Copper demand is set to double within the next two decades, but miners will need to re-evaluate ways of commercialising the resource as ore levels continue to fall.
This is the warning conveyed by the International Copper Association Australia (ICAA), which correlates to data from Australia’s Office of the Chief Economist (OCE) showing growth in global copper demand is currently exceeding growth in supply.
Speaking at the Copper to the World conference in Adelaide on Tuesday, ICAA chief executive officer John Fennell said most of the world’s largest operating copper mines are more than 75 years old and while ore levels keep dropping, demand keeps rising.
“Copper use will be 26 million tonnes a year by 2040, double what it is today,” Mr Fennell said.
He said miners will be forced to “get more from less”, or search “much deeper than they have every gone before and in riskier, hard to access areas”.
Mr Fennell said this was possible with modern technologies such as artificial intelligence, robotic machinery and armies of advanced sensors, which would also produce safer, greener copper with minimal impact on people and the environment.
“Getting copper out and up from 1-2km underground would have been science fiction once but running a completely automated mine with intelligent machines and haulage from an urban centre is now possible,” he said.
However, Mr Fennell said the roll-out of copper mining technology has not been as rapid or widespread as first predicted, with adoption mainly undertaken by “big miners with deep pockets”.
“We need to ensure sure technology is identified, tested and implemented as widely as possible,” he added.
Ore decline inhibits productivity in Chile
Declining ore levels are a hurdle faced by one of the world’s copper powerhouse nations, Chile, where copper mining currently makes up 13% of the country’s gross domestic product.
Copper also accounts for 60% of its annual exports, mainly to Asian countries including the metal’s top consumer, China.
Also speaking at the copper conference, Minnovex AG vice president Juan Rayo Calderon said Chile’s biggest challenge was that its mining productivity has fallen well below that of its overseas competitors.
“Copper mining in Chile has become more and more difficult as ore bodies decline, the target rocks are increasingly harder, and water is getting far more expensive,” Mr Calderon said.
He said another issue was “human productivity, which faces rising demands of higher salaries, and increased community expectations around more environmentally sympathetic mining”.
These demands have affected not only Chile but the global copper market recently, with a strike at one of the country’s top producing copper mines being attributed to a sudden rise in copper prices.
However, Mr Calderon said a “road map” backed by Chilean government and private sector research and development initiatives to improve productivity is expected to be updated this year.
“That will assist our current gains in seeking to lift productivity while meeting higher public expectations about the way we mine,” he said.
Copper prices and outlook
Copper prices hit a five-month low of US$5,740 per tonne earlier this month but recovered overnight, boosted by a strike that slashed output in half at the Chuquicamata mine in Chile, operated by the world’s top copper producer Codelco.

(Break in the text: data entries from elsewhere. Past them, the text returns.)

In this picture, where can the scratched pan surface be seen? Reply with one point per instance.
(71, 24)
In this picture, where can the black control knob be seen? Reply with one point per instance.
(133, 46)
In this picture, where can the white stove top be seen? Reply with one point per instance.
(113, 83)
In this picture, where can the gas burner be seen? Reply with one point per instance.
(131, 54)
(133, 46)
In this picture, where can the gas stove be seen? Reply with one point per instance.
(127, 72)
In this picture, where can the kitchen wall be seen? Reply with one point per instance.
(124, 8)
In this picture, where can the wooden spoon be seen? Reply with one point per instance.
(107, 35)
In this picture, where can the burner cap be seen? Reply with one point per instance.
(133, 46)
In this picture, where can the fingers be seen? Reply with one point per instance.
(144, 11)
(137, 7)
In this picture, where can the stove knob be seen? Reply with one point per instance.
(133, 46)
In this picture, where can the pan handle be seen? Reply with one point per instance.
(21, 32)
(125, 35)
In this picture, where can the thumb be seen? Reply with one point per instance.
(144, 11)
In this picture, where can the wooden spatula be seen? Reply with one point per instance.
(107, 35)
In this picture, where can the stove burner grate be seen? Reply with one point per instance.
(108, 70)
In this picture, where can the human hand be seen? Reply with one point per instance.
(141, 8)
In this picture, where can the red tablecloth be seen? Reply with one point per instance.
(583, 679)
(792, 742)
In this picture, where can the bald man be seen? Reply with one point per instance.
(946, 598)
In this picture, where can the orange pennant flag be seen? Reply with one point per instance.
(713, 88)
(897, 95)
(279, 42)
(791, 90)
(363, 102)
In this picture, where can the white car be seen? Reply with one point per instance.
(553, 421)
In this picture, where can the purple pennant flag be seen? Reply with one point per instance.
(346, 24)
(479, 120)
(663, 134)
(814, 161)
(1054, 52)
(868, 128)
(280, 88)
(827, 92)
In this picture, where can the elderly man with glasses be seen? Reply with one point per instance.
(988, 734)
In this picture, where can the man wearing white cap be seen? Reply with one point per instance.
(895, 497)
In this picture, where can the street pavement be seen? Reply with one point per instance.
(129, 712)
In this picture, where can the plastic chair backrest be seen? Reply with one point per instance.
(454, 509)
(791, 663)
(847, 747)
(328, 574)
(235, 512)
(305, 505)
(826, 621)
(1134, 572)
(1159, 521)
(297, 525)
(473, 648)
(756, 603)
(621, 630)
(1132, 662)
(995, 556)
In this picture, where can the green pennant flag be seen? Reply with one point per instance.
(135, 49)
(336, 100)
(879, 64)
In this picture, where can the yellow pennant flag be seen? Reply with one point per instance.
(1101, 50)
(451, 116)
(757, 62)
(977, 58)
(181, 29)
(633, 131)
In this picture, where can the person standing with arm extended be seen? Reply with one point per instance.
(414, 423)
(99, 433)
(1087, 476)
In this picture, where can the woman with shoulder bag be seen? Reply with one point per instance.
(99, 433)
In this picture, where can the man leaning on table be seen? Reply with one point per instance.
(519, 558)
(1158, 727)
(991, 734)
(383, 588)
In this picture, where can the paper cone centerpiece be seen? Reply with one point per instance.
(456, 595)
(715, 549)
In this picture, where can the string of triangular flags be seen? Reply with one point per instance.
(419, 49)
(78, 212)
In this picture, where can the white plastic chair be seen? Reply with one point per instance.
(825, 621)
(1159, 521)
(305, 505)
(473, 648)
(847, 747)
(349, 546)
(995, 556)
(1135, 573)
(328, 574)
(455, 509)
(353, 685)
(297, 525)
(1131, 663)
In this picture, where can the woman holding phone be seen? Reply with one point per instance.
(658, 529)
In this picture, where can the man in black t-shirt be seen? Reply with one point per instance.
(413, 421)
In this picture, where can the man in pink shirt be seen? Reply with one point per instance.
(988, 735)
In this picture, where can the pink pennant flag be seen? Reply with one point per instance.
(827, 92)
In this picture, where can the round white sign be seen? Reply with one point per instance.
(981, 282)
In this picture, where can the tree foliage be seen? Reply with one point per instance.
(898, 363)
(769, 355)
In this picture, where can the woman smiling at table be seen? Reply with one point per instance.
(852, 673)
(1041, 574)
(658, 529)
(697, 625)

According to Reuters, benchmark copper on the London Metal Exchange gained 0.5% to US$5,848/t in closing open-outcry trading after an earlier intraday low of US$5,776/t.
This price recovery was also attributed to continued declining output from China, which last month fell 5.2% year-on-year and 3.9% month-to-month to 711,000t, the news wire reported.
Meanwhile, some analysts have warned copper and other industrial metals could be pressured by market expectations of damage to growth and demand prospects from the US-China trade dispute.
The OCE also warned in its Resources and Energy Quarterly report for March 2019 that trade tensions could counterbalance some price gains.
“However, it is also possible that investors will pay less heed to trade tensions and associated risks over time as markets adapt to the situation,” the report stated.
Another speaker at the Adelaide conference, CRU Consulting principal analyst Erik Heimlich, said the trade tensions were creating some misconceptions on pricing and impacts but the longer-term copper outlook was “robust”.
“This will see output coming through from the mines approved for development in the past 12 months – where not much additional capacity was coming to actual market – and the spate of copper mergers and acquisitions will add price improvement as worthwhile assets get better attention and investment,” Mr Heimlich said.
He added that China, which currently accounts for almost half of global copper demand, would still be a top consumer in the next five years. However, India and Asia are expected to drive global copper growth beyond 2025.
“I expect 12% of new demand in this period to come from India and around 10% from ASEAN countries – stabilising copper growth globally at around 2% a year over the next four years,” Mr Heimlich said.
With inventories near record lows, the OCE has forecast copper prices to rise significantly to US$6,978/t in 2019 before peaking at around US$8,500/t in 2021, then easing back to US$7,342/t by 2024.